The valet took the book, with an empressement that defeated the more tardy politeness of the Patroon; and when he saw, by the vexed eye and flushed cheek of his young mistress, that she was incommoded rather by an internal than by the external heat, he whispered considerately,–

“Que ma chère Mademoiselle Alide ne se fàche pas! Elle ne manquerait jamais d’admirateurs, dans un désrt. Ah! si Mam’selle allait voir la patrie de ses ancêtres!–”

“’Merci bien, mon cher; gardez les feuilles, fortement fermées. Il y a des papiers dedans.”

“Monsieur Francois,” said the Alderman, separating his niece, with little ceremony, from her nearly parental attendant, by the interposition of his own bulky person, and motioning for the others to proceed, “a word with thee in confidence. I have noted, in the course of a busy and I hope a profitable life, that a faithful servant is an honest counsellor. Next to Holland and England, both of which are great commercial nations, and the Indies, which are necessary to these colonies, together with a natural preference for the land in which I was born, I have always been of opinion, that France is a very good sort of a country. I think, Mr. Francis, that dislike to the seas has kept you from returning thither, since the decease of my late brother-in-law?”

“Wid like for Mam’selle Alide, Monsieur, avec votre permission.”

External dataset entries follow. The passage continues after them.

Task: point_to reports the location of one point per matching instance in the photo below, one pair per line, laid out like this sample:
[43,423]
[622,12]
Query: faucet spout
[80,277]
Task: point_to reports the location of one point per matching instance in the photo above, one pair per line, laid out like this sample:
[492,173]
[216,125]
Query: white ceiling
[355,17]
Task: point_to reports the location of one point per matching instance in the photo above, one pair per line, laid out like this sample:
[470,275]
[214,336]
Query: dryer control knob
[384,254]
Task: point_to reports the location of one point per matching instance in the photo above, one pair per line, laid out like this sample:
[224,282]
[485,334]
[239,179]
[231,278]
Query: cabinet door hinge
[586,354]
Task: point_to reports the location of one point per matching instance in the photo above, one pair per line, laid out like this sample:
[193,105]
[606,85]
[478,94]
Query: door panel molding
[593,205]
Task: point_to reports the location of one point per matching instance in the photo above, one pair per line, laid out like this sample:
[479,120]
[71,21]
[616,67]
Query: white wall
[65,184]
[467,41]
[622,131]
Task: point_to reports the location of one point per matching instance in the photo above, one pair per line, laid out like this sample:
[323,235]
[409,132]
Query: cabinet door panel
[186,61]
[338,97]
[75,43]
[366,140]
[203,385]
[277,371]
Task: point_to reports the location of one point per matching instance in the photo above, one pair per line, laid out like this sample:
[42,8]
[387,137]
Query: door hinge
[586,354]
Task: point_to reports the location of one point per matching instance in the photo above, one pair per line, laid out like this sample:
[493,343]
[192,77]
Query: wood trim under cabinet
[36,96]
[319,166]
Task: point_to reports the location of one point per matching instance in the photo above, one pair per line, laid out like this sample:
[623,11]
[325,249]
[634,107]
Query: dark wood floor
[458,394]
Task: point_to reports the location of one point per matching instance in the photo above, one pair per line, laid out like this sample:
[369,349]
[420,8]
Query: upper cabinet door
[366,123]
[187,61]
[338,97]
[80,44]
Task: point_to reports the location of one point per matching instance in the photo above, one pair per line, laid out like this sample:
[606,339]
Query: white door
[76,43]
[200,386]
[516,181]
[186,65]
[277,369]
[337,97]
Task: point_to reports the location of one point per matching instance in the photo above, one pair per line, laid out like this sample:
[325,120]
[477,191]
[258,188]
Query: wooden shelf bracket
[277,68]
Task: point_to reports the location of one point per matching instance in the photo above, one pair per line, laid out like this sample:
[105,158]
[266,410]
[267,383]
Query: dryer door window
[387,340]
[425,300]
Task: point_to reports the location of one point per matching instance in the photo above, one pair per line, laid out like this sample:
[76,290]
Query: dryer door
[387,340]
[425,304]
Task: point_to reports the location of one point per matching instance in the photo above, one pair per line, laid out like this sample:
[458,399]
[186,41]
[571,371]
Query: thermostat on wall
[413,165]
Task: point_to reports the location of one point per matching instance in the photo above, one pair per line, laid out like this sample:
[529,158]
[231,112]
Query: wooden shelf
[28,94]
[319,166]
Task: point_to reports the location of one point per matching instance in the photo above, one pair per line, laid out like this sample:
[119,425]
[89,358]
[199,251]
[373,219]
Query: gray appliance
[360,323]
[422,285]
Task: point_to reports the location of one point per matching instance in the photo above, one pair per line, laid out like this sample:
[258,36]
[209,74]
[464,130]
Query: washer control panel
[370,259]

“Your affection for my niece, honest Francois, is not to be doubted. It is as certain as the payment of a good draft, by Crommeline, Van Stopper, and Van Gelt, of Amsterdam. Ah! old valet! she is fresh and blooming as a rose, and a girl of excellent qualities! ’Tis a pity that she is a little opinionated; a defect that she doubtless inherits from her Norman ancestors; since all of my family have ever been remarkable for listening to reason. The Normans were an obstinate race, as witness the siege of Rochelle, by which oversight real estate in that city must have lost much in value!”

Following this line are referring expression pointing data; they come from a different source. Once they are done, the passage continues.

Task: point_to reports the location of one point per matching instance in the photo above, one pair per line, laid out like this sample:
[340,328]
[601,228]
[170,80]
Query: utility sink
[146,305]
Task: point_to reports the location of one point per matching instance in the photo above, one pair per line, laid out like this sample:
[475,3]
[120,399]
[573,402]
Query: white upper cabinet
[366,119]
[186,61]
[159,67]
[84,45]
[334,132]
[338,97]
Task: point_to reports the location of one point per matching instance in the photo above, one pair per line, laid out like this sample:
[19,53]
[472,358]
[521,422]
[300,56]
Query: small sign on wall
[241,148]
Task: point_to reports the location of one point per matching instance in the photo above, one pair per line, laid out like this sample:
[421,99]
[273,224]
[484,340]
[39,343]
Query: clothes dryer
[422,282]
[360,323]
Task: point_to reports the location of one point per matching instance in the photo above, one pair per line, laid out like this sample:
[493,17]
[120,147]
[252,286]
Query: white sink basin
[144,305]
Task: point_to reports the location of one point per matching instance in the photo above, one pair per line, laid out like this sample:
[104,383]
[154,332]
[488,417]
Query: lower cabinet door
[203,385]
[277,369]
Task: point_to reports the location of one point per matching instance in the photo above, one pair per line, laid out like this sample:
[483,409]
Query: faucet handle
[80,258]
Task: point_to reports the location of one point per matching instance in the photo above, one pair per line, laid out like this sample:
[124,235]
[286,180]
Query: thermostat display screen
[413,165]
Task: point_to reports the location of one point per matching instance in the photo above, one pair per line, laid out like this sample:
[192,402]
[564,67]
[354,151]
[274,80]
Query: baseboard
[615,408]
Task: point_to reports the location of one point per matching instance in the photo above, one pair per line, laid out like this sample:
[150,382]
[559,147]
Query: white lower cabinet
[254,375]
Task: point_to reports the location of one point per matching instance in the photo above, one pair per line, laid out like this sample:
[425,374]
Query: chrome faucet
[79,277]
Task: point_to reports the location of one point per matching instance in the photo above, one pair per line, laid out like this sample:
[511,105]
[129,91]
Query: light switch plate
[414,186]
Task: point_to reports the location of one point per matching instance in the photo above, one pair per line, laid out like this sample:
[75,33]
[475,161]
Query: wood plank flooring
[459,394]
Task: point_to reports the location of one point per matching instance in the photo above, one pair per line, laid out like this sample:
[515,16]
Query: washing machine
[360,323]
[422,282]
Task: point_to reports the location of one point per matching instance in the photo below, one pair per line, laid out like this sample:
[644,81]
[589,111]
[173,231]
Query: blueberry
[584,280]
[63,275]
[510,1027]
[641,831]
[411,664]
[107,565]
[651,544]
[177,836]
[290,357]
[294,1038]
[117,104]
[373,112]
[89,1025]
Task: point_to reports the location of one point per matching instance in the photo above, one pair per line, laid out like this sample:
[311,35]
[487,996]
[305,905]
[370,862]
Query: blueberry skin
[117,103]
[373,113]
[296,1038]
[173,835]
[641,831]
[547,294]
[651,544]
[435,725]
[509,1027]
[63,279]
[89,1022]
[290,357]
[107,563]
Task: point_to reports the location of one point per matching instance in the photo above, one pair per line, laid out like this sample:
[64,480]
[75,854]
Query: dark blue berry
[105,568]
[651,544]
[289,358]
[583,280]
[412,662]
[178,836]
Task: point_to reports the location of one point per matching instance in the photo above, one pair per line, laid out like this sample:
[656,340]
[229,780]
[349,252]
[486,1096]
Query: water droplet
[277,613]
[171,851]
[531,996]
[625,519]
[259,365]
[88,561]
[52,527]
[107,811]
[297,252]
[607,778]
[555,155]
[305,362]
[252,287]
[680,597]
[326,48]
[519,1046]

“Mille excuses, Monsieur Bevre’–; more beautiful as de rose, and no opinâtre du tout. Mon Dieu! pour sa qualité, c’ est une famille tres ancienne.”

“That was weak point with my brother Barbérie, and, after all, it did not add a cipher to the sum-total of the assets. The best blood, Mr. Francois, is that which has been best fed. The line of Hugh Capet himself would fail, without the butcher; and the butcher would certainly fail, without customers that can pay. François, thou art a man who understands the value of a sure footing in the world; would it not be a thousand pities, that such a girl as Alida should throw herself away on one whose best foundation is no better than a rolling ship?”

“Certainement, Monsieur; Mam’selle be too good to roll in de ship.”

“Obliged to follow a husband, up and down; among freebooters and dishonest traders; in fair weather and foul; hot and cold; wet and dry; bilge-water and salt-water; cramps and nausea; salt-junk and no junk; gales and calms,–and all for a hasty judgment formed in sanguine youth.”

The face of the valet had responded to the Alderman’s enumeration of the evils that would attend so ill-judged a step in his niece, as faithfully as if each muscle had been a mirror, to reflect the contortions of one suffering under the malady of the sea.

“Parbleu, c’ est horrible cette mer!” he ejaculated, when the other had done. “It is grand malheur, dere should be watair but for drink, and for la propreté, avec fosse to keep de carp round le château. Mais, Mam’selle be no haste jugement, and she shall have mari on la terre solide.”